Submitted by MT on August 12, 2012

where does it say he is a capitalist? i just see he earns well. which is something we all know, don't we?

offtopic - it has reminded me a libcom debate that take place few years ago, when people supported a strike of actors (or something like that). the thing is that many of them have their own companies and are real capitalists employing people. i really cannot remember it correctly 100% but I think that several posters said something like i am wrong to look at the strike from this kind of perspective.

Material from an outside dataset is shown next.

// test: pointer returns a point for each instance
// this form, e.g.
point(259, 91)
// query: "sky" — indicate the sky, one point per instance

i bet springsteen is a case of celebrity working for a living while at the same time being a capitalist, but from what you put here, it is impossible to say. to be honest, i like springsteen (his latest album Wrecking Ball is absolutely amazing!) but for sure he is no communist and like almost all the more radical celebrities in US, supports democratic party.

flaneur

11 years 7 months ago

In reply to by libcom.org

Submitted by flaneur on August 12, 2012

When Springsteen is mentioned, I always think of the bit in Ben Hamper's Rivethead where he says they'd play blues and 70s rock in the car factory rather than THE BOSS, whose music was a cynical ploy to sell records to those daft enough to fall for it, because he could really relate to working folk. Which is all well and good but my main objection would be that he's utter shit.

Noah Fence

10 years 6 months ago

In reply to by libcom.org

Submitted by Noah Fence on September 6, 2013

my main objection would be that he's utter shit.

I would fully concur with this but for 'Streets of Philidelphia'. A beautiful song.

I don't buy political credibility in musicians, rock stars etc. music history is littered with phony wankers. Some of them are good value, say some good stuff or are pretty amusing but most of them I wouldn't trust any further than I could throw an elephant! By there very nature they are ruled by ego, self importance and self interest. Still, you pay your money and take your choice. I've got my pet hates and faves like everyone else but if you want artists that are true to their word steer clear of lefties. Duran Duran were far more credible than The Clash - both we're capitalist shitpots but at least Duran Duran didn't pretend to be anything else. Oh yeah, and whilst their sartorial choices were dubious to say the least, at least they didn't dress up in little South American rebel uniforms! Wankers!

freemind

10 years 6 months ago

In reply to by libcom.org

Submitted by freemind on September 7, 2013

At the end of the day music is largely just music and a recreation.It maybe an initial point of departure but I think people give it more gravitas than it deserves.You take it for what it is and as something for enjoyment primarily and ephemeral.It makes me laugh and despair to hear the term Anarco-Punk.Lydon didn't use the term as informed agitprop but because it loosely rhymed with Antichrist(Anarchy in the UK).Crass were not Anarchists but lifestylist/Individualists!They had an affect on me with their art and lyrics but that's it.I think they have done more damage to our cause than aided it.In a sense I have more respect for Springsteen in that you know he is a rich pop star and can retire to his stress free,comfortable life.You know what he is and his facade.